Lorsque j’ai appris à mon tour la triste nouvelle à Soad, compte tenu de sa charge de travail au service des visas, elle m’a confié qu’elle ne pourrait pas m’accompagner à Paris où je prévoyais déjà de me rendre pour les obsèques. Avant mon départ que j’avais fixé pour le samedi 8 septembre, elle tenait néanmoins à me réconforter et allait venir à Kingston passer deux jours avec moi dès jeudi. Le jeudi 6 septembre, à 10 heures, elle était effectivement à l’aéroport Norman Manley, fidèle au rendez-vous. Nous sommes allés directement à l’ambassade où j’avais un travail urgent à terminer. J’ai commandé des plats à emporter au Sugar Daddies, le restaurant voisin qui préparait des mets typiques bien épicés. Nous commencions à peine à les déguster dans mon petit deux-pièces de Marley Manor, situé tout juste derrière la maison-musée de Bob Marley dans la rue du même nom, lorsque Soad a reçu un appel alarmant de Suzanne depuis La Havane. Huguette venait d’avoir un malaise alors qu’elles étaient également attablées pour le déjeuner. Vu le sérieux de son état, Wissal et elle la transportaient immédiatement à l’hôpital. Soad est devenue livide et n’a plus pu rien avaler. Nous avons aussitôt repris le chemin de l’aéroport et, à 14 heures, après avoir réussi à faire modifier son billet, elle repartait pour Cuba. A 16 heures, alors que son avion n’avait pas encore atterri à La Havane, j’ai reçu un coup de fil d’Olivier, notre ami et voisin suisse de Miramar, m’informant qu’Huguette venait de mourir, après sa crise cardiaque.

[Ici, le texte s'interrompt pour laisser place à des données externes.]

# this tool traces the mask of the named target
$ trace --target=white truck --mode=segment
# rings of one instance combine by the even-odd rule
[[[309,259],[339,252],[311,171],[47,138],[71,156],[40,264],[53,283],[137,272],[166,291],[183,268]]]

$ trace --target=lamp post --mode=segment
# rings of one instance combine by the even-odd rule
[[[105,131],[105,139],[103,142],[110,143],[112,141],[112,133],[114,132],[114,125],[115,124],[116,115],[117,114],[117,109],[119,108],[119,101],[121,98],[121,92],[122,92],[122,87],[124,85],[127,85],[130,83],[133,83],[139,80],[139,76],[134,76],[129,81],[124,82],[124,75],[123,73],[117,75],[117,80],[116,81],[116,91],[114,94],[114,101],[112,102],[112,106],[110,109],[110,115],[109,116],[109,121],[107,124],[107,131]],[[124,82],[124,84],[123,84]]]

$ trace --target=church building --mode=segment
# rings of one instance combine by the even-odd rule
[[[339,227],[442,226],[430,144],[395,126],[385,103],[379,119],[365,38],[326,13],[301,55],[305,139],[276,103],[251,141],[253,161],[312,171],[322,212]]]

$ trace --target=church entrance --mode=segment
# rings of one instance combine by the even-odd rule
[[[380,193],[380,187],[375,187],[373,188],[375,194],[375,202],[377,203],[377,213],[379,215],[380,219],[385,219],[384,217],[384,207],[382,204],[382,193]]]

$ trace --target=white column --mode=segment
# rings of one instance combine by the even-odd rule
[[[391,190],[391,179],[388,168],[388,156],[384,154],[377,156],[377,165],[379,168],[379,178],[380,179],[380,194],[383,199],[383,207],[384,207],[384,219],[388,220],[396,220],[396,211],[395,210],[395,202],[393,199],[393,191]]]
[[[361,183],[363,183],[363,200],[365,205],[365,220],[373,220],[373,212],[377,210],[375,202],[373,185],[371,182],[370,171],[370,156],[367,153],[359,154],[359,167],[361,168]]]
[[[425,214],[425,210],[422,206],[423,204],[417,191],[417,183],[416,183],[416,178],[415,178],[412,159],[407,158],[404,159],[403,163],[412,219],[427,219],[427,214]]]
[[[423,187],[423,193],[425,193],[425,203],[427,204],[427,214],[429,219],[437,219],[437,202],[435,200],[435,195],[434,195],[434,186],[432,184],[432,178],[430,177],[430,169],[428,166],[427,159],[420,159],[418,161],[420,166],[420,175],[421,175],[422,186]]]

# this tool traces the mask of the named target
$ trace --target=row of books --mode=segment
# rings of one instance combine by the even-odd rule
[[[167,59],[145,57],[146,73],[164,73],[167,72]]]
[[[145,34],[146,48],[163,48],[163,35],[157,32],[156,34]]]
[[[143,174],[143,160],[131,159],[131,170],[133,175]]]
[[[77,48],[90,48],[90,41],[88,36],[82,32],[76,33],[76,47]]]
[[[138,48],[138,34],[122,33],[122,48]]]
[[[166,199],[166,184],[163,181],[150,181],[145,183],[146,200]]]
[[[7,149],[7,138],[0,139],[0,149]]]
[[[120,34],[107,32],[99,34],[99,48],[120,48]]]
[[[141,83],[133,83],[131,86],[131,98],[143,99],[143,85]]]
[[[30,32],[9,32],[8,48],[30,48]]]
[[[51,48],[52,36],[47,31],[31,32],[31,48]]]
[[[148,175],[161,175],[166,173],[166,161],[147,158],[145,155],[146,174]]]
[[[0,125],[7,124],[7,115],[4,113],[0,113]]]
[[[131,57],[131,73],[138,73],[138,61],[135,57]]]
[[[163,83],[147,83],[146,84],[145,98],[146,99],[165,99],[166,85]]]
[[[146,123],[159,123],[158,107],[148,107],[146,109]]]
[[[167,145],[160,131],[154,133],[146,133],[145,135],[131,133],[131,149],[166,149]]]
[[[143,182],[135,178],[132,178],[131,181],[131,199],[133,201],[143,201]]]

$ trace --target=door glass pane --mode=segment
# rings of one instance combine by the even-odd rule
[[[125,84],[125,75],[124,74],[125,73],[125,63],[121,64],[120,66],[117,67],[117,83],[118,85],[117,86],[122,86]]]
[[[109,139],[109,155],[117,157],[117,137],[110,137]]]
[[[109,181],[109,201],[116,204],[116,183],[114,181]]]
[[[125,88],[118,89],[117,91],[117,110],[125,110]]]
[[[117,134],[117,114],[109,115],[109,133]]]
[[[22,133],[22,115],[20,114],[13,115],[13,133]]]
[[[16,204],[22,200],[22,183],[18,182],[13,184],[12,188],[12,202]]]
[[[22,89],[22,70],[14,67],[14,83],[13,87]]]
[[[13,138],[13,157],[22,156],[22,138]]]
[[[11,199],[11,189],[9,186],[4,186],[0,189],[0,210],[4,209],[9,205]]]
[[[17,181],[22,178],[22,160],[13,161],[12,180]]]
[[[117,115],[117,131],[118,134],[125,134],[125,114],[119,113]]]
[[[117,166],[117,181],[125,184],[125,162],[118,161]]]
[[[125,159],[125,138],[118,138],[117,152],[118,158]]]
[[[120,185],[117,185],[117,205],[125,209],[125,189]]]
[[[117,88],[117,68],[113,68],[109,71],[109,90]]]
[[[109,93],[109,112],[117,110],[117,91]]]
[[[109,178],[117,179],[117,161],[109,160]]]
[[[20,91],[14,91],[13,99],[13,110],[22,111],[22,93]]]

En France, il était déjà 22 heures passé. J’ai essayé de joindre Kamal, l’unique frère de Soad, pour lui apprendre la funeste nouvelle. Sa ligne téléphonique de Bagneux sonnait constamment occupée ! En désespoir de cause, j’ai fini par appeler notre amie Renée Camhi à Boulogne-Billancourt. C’est elle qui s’est déplacée en voiture, aux environs de minuit, pour aller annoncer à Kamal que sa mère n’était plus de ce monde. C’est là que Kamal a constaté piteusement que le combiné de son téléphone avait été mal raccroché.
Je suis bien parti à Paris. J’étais donc présent lors de l’incinération de René Verny, au cimetière du Père Lachaise, le 11 septembre 2001. Le hasard a voulu qu’Huguette soit incinérée à La Havane ce même 11 septembre 2001 qui est aussi la date d’un autre événement tragique que nous nous apprêtons à commémorer dans le monde entier : celle de la destruction des tours jumelles du World Trade Center par deux avions de ligne que pilotaient des commandos terroristes.
Je veux donc me souvenir d’Huguette, notre bonne Guéguette, en ce 6 septembre. Je veux me souvenir d’elle comme je veux me souvenir de tous mes morts. En faisant ce devoir de mémoire, au-delà de toutes ces morts, je veux juste être un passeur de vies.
Plaisir, 6 septembre 2021
1. Le Service de Coopération Technique Internationale de Police où j’ai oeuvré, pendant dix-huit années ininterrompues, jusqu’à la retraite.